Virtually no new evolution in Fault Management and correlation has been done in the last ten years. Seems we have a presumption that what we have today is as far as we can go. Truly sad.
In recent discussions on the INUG Netcool Users Forum, we discussed shortfalls in the products in hopes that big Blue may see its way clear of the technical obstacles. I don't think they are accepting or open to mine and other suggestions. But thats OK. you plant a seed - water it - feed it. And hopefully, one day, it comes to life!
Most of Netcool design is based somewhat loosely on TMF standards. They left out the hard stuff like object modelling but I understand why. The problem is that most Enterprises and MSPs don't fit the TMF design pattern. Nor do they fit eTOM. This plays specifically to my suggestion that "There's more than one way to do it!" - The Slogan behind Perl.

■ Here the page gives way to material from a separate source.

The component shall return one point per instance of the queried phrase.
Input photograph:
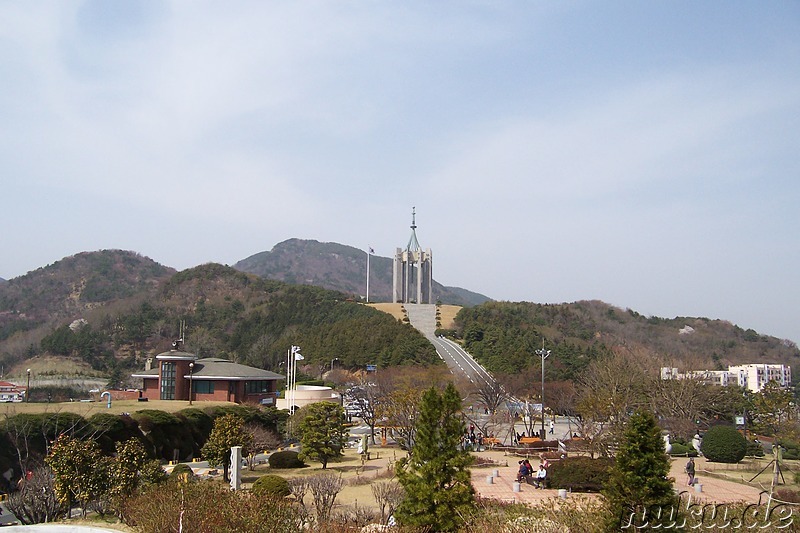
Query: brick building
(210, 379)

The underlying premise behind Netcool is that it is a single pane of glass for viewing and recognizing what is going on in your environment. It provides a way to achieve situation awareness and a platform which can be used to drive interactive work from. So what about ITIL and Netcool?
From the aspect of product positioning, most ITIL based platforms have turned out to be rehashs of Trouble Ticketing systems. When you talk to someone about ITIL, they immediately think of HP ITSM or BMC Remedy. Because of the complexity, these systems sometimes takes several months to implement. And nothing is cheap. Some folks resort to open source like RT or OTRS. Others want to migrate towards a different, appliance based model like ServiceNow and ScienceLogic EM7.

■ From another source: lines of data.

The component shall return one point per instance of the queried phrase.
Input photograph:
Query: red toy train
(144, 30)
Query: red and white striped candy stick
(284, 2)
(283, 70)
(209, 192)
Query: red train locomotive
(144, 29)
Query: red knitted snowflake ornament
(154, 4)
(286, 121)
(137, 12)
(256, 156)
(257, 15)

The problem is that once you transition out of Netcool, you lose your situation awareness. Its like having a notebook full of pages. Once you flip to page 50, pages 1-49 are out of sight and therefore gone. All hell could break lose and you'd never know.
So, why not implement ITIL in Netcool? May be a bit difficult. Here are a few things to consider:
1. The paradigm that an event has only 2 states is bogus.
2. The concept that there are events and these lead to incidents, problems, and changes.
3. Introduces workflow to Netcool.
4. Needs to be aware of CI references and relationships.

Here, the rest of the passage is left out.